Dès les années 1950-1960, les sociologues du travail français se sont interrogés sur les conséquences du «  progrès technique  », à commencer par l’un des fondateurs de la discipline  : Naville. Ces travaux ont notamment mis en évidence que l’automatisation intégrale était impossible, et ce, même dans les industries de flux où la production apparaît de prime abord comme sans travail. Le travail est bien présent, mais de moins en moins visible, puisqu’il n’intervient dès lors qu’en cas d’interruption du flux, de panne ou d’incident  ; il reste donc indispensable aux limites de la prévision. L’ouvrier laisse alors place à «  l’opérateur  », dont l’autonomie constitue l’un des principes du fonctionnement des systèmes automatisés, puisqu’il n’intervient qu’en cas d’aléas pour garantir la «  fluidité industrielle  », titre d’un ouvrage de Vatin consacré à la question. L’automatisation reconfigure entièrement espace, temps et activité. On observe ainsi une désynchronisation du temps des hommes et de celui des machines, le développement du travail en réseau, un éloignement du process allant de pair avec une abstractisation du travail et une réduction de la dépense musculaire. Dans les services, qui emploient deux tiers des salariés en France, on peut faire le même constat, à la nuance près qu’intervient ici un acteur externe à l’organisation  : le client. Or, même si celui-ci est de plus en plus sollicité pour participer à la production du service, tant et si bien que l’on peut évoquer comme Tiffon et Dujarier sa «  mise au travail  », on ne peut pour autant en conclure à un remplacement généralisé des employés par les clients. L’automatisation dans les services se traduit plutôt par une nouvelle répartition des tâches entre les deux acteurs, participant d’une invisibilisation du travail. Toutes les tâches ne sont pas automatisables, en particulier dans ce secteur où le travail comprend généralement une dimension relationnelle. Si l’automatisation dans l’industrie et dans les services présente des similitudes, il n’empêche que le travail de l’opérateur de l’industrie consistant à surveiller des machines n’est pas comparable à celui de la caissière chargée d’encadrer et de contrôler des clients en caisses automatiques.

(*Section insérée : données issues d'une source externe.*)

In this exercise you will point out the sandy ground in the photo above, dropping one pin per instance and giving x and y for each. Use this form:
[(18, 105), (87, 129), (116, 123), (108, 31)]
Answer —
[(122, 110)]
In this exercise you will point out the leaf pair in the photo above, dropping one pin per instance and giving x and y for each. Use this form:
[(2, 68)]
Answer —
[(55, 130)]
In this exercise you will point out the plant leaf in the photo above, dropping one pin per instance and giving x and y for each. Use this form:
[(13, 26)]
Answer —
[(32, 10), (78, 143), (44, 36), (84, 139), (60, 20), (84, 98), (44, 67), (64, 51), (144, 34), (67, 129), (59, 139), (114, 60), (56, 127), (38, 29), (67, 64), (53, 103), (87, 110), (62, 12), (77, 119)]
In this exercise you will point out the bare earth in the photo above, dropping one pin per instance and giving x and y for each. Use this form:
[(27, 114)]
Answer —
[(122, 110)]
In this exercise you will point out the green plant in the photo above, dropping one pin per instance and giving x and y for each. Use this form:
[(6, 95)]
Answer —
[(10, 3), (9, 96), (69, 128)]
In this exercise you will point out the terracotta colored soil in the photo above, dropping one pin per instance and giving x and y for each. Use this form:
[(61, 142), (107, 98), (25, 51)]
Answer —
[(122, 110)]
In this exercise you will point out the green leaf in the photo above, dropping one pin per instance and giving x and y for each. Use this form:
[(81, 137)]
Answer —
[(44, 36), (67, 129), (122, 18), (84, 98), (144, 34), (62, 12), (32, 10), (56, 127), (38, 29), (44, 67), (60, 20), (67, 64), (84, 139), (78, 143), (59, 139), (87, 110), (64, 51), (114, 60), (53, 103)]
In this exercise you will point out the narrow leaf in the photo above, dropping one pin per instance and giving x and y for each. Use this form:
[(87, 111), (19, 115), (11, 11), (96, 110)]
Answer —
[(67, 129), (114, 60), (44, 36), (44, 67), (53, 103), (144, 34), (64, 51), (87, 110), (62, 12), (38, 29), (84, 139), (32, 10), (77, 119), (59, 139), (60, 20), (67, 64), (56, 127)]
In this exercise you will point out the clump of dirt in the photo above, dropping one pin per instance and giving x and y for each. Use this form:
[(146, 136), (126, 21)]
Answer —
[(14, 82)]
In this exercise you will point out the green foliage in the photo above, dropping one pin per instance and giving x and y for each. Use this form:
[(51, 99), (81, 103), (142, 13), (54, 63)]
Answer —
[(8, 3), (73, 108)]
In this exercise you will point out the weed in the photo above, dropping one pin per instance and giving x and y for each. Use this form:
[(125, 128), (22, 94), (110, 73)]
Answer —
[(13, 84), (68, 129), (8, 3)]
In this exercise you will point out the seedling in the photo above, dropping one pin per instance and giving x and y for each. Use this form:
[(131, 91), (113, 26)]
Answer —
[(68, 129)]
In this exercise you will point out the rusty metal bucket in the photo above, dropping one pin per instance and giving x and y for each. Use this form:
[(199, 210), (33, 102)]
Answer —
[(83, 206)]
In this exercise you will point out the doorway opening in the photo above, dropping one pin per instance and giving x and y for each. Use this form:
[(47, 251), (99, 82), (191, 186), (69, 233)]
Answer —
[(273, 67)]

La comparaison industrie/services rend compte de la diversité de formes que peut prendre l’automatisation et permet par là même de s’inscrire en faux contre tout déterminisme technologique associant mécaniquement des effets à une technique. Ce n’est pas parce qu’une activité est automatisable qu’elle sera automatisée. Ce n’est pas une direction inéluctable, mais un choix de société. Si l’automatisation présente le risque de réduire le nombre d’emplois, elle peut avoir des effets contradictoires, tant émancipateurs qu’aliénants.

(1) Auteure de Travail et automatisation des services. La fin des caissières  ? Éditions Octares, 2012, 204 pages, 23 euros.

C) Pour une appropriation sociale et sociétale du numérique

par Jean-François Bolzinger, syndicaliste, Ugict-Cgt

304391 Image 1La question est de savoir comment transformer le travail et l’entreprise pour mettre l’automatisation au service des salariés et de l’humain, et non de la finance. Croire que le numérique en soi va amener un avenir radieux est un leurre. Croire qu’il est obligatoirement le support d’un capitalisme encore plus coercitif est tout autant mystificateur. Le discours affirmant que le numérique est l’industrie de l’avenir et qu’il convient de mettre une croix sur l’existant revient en fait à justifier les choix d’abandon qui se poursuivent comme celui d’Alcatel vendu à Nokia, faisant un peu plus disparaître la maîtrise française en équipements télécoms.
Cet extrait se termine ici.